In this Guide, we, Fabio Chigi (Asaf Kaya) and Alvise Contarini (Sten Ritterfeld), have
written up the happenings of the war up until now, and what lead up to this conflict.
The Congress of Munster and Osnabrück was held to end both the Thirty Years’ War (16181648) and the Eighty Years’ War (1568-1648). The Thirty Years’ War was a bloody war that
was fought between the Holy Roman Empire (HRE), France, Denmark and Sweden. The
Eighty Years’ War was fought between The Republic of the United Netherlands (hereinafter
The Republic) and Spain. As stated above, we have changed the location of our negotiations
to Maastricht, and it is January, 1648.
The Thirty Years’ War has been one of the bloodiest religious wars in European history so
far, and the peace conference was organized not because one party surrendered and the other
won, but because all parties had exhausted their resources, and fighting the war any longer
was without any purpose.
We will first discuss what triggered the Thirty Years’ War, what its causes are and a short
account of the most important events of the war. Then, we will do the same for the Eighty
Year’s War, and a short overview of what the conference should achieve.

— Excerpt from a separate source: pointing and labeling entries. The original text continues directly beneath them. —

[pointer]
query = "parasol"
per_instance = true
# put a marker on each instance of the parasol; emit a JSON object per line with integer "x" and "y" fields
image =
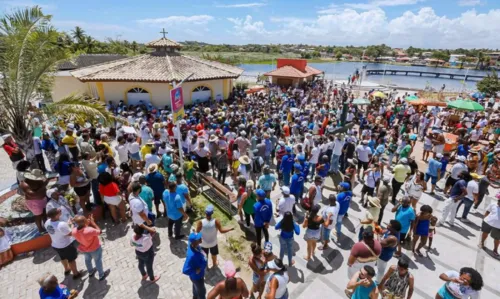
{"x": 427, "y": 102}
{"x": 361, "y": 102}
{"x": 379, "y": 94}
{"x": 466, "y": 105}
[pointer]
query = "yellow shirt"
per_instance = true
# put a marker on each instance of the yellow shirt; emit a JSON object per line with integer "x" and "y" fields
{"x": 70, "y": 141}
{"x": 400, "y": 172}
{"x": 108, "y": 148}
{"x": 145, "y": 149}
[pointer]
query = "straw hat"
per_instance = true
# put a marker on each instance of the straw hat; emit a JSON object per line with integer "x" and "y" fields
{"x": 374, "y": 201}
{"x": 35, "y": 175}
{"x": 245, "y": 160}
{"x": 153, "y": 168}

The Trigger of the Thirty Years’ War
The conflict started around 30 years ago, with the Defenestration of Prague in May, 1618. The
King of Bohemia and from 1619 onward the emperor of the HRE, Ferdinand II, wanted to
curtail the rights of Protestants and close their churches, whereas his predecessors, Rudolf II
and Matthias, had widened their rights. The Protestants answered by throwing two imperial
governors and their secretary out of the window of the Bohemian chancery in Prague. This
dramatic act was seen as an act of war against the emperor, and turned out to be the trigger of
the conflict we are trying to solve now.
The Thirty Years’ War
The re-imposition of Catholicism: Counter-Reformation
To explain why the re-imposition was such a big problem, the background and origins of this
problem need to be explored first.
Differences in religious beliefs have been an age-old cause of friction in Europe, which
caused several conflicts. One decisive contribution in this struggle was Martin Luther’s
Ninety-Five Theses, in which he protested against certain practices of the Catholic Church.
This was the start of the (Protestant) Reformation, as Lutheranism - Luther’s ideas about
Christianity - spread through Europe, already in the 1520s to Sweden, and then in the 1530s to
Denmark. As Luther was German, his ideas spread as well in the northern parts of the HRE.

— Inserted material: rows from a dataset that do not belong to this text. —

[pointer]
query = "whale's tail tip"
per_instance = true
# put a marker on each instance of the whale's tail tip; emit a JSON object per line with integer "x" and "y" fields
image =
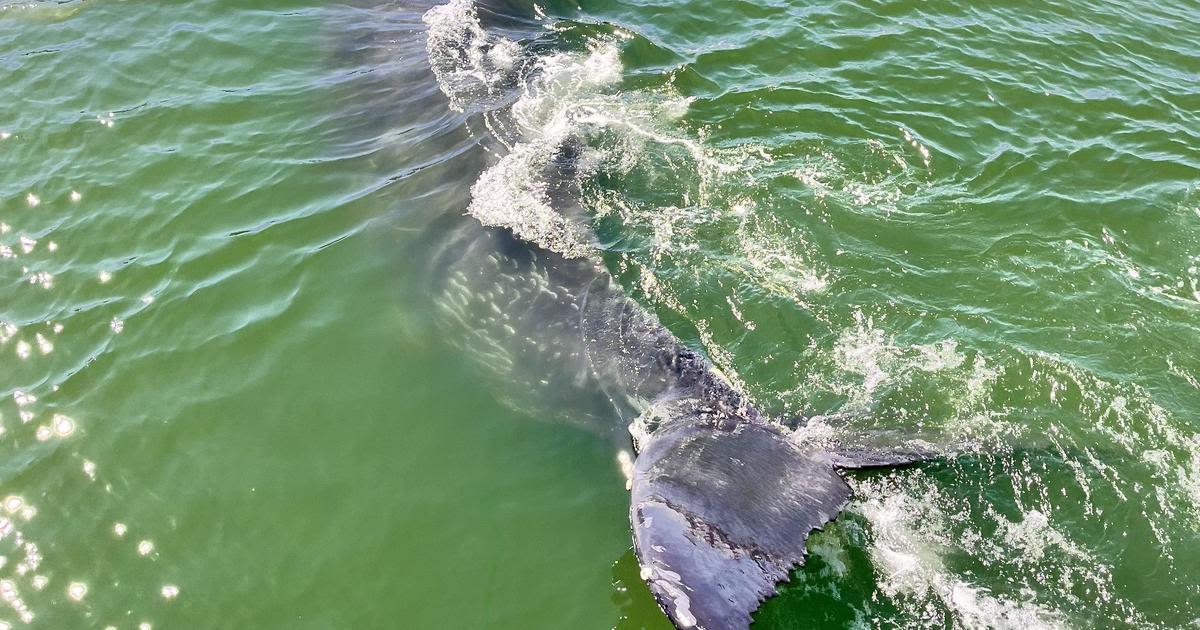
{"x": 720, "y": 517}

In 1530, the Lutheran ideas were laid down in the Augsburg Confession.
Obviously, the HRE and the Roman Catholic Church were not happy with Luther, and in the
Edict of Wörms of 1521, they declared it forbidden to have or distribute Luther’s work and
banned Luther.
In 1546-47, princes in the Northern HRE, united in the Smalkaldic League, and the emperor
of the HRE got into conflict – the Schmalkaldic War. This bloody, but short, war, which the
emperor Charles V won, led nonetheless to some recognition of Lutheranism in 1548 with the
Augsburg Interim. The interim was, as its name suggests, only to last for a short time. The
Protestants were not happy with this, and in renewed conflict got a victory in battle against the
emperor in 1552. This finally led to the Peace of Augsburg in 1555, in which the important
cuius regio, eius religio principle was introduced. This means that the religion of the ruler is
the official religion of the region he rules, and that supposedly his subjects will also follow.

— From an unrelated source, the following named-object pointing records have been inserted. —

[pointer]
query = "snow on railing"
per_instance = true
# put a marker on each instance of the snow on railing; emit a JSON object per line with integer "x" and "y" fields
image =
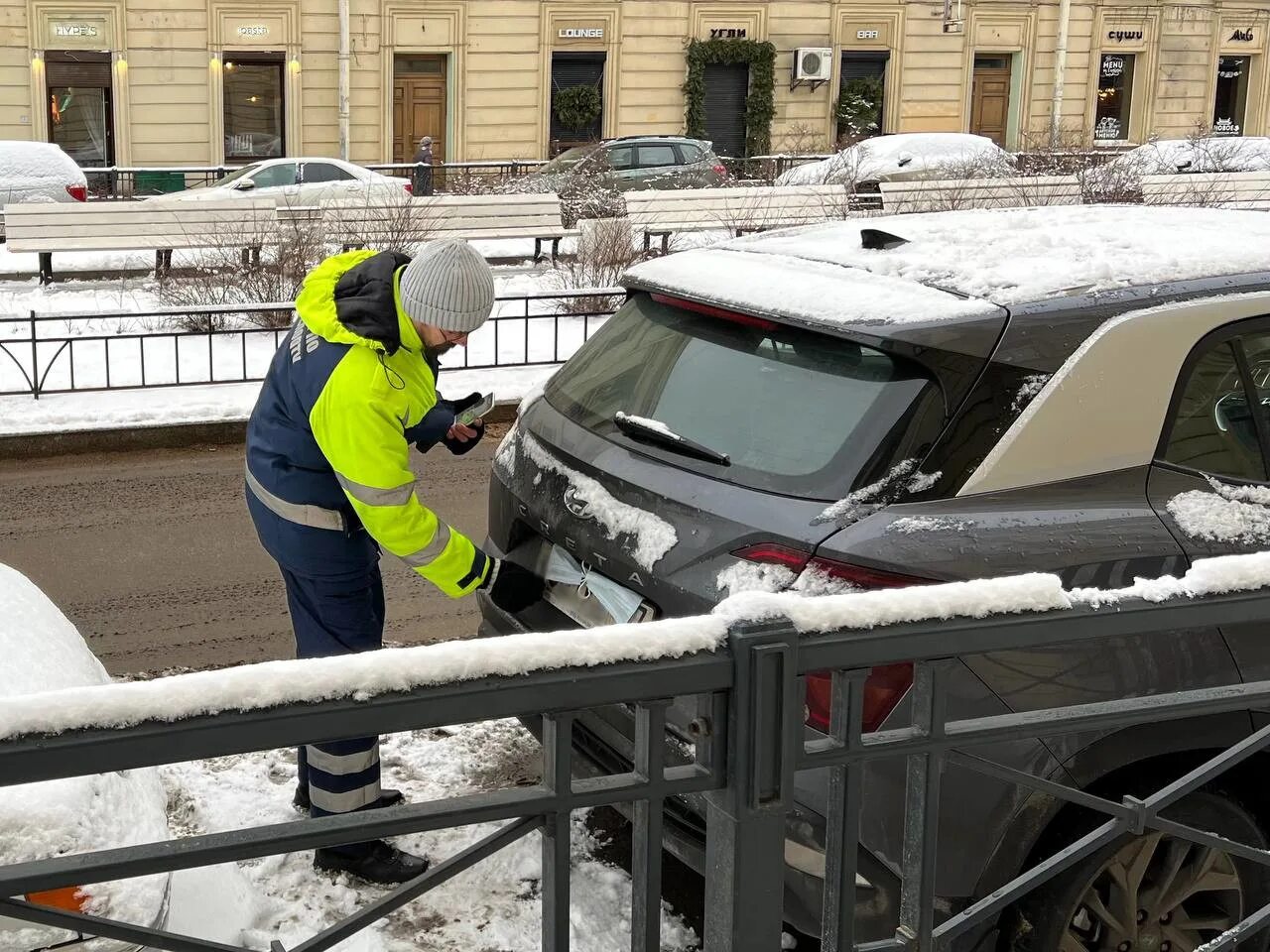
{"x": 361, "y": 676}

This was considered freedom of religion, even though the choice was only between
Catholicism and Lutheranism. Other beliefs, such as Calvinism, were still banned.
As the years went along, everything was relatively peaceful in the HRE. However, at the turn
of the century, things changed. Then Emperor Rudolf II was rivaled by his brother Matthias,
who won more and more support in different parts of the empire. The Bohemian cities made
clever use of this politically bad situation for Rudolf II, and pledged their allegiance to him if
he would sign the Letter of Majesty in 1609. This Letter ensured religious freedom and
allowed the Bohemians to build more Protestant churches. However, in 1612, Rudolf II died,
and Matthias succeeded him. The Bohemians supported him, in the hope that he would be
grateful and follow the line of his brother. However, he did not care about the Letter, and
cancelled the construction of certain Protestant churches. In 1617, Ferdinand II became the
king of Bohemia. He was a strong catholic, and started destroying Protestant churches in his
efforts to bring Catholicism back, part of the so-called Counter-Reformation. This move led to
the protest in Prague and the Defenestration in 1618, as the Bohemians argued that he did not
respect the Letter of Majesty.
Events of the war
1. Bohemian War
In 1619, Ferdinand II managed to follow-up Matthias, who died in that year, as Emperor of
the HRE. This gave him more power to act against the protestors. And he did: in 1620, at the
Battle of White Mountain, the Imperial troops defeated the resistance put up by the
Bohemians.
2. Danish-Lower-Saxon War (1625-1629)
After this battle, it seemed that the fight was fought and the war was over. However,
Ferdinand expanded the Counter-Reformation, and tilted the confessional-political balance
between North and South. This led to more conflict initiated by the Danish King, Christian
IV, who marched with an allegiance of northern German princes against the Emperor.
Ferdinand II could, again, defend himself by employing Commander Wallenstein. The Danish
King was crushed, and large parts of the northern HRE were occupied. In the Peace of Lübeck
of 1629, it was agreed that Denmark would keep itself out of any future German matters.
3. Swedish Episode (1630-1635)
The Swedish King Gustavus Adolphus intervened in 1630, because he got concerned about
the expanding power of the HRE and wanted to secure some economic advantages around the
Baltic Sea. France co-financed Sweden in this endeavor. Because of more mobile forces
during battle, Gustavus had a decisive strategical advantage over his enemies, and won a large
amount of battles. However, in 1632, he could not win against Commander Wallenstein, and
was killed. Wallenstein was killed himself in 1634. In 1635, all Swedish resistance was
defeated, and the Peace of Prague ended the conflict within the HRE. German princes were no
longer allowed to create alliances among each other, and within the HRE one unified army
was called into existence.
French and Continued Swedish Episode (1635-1648)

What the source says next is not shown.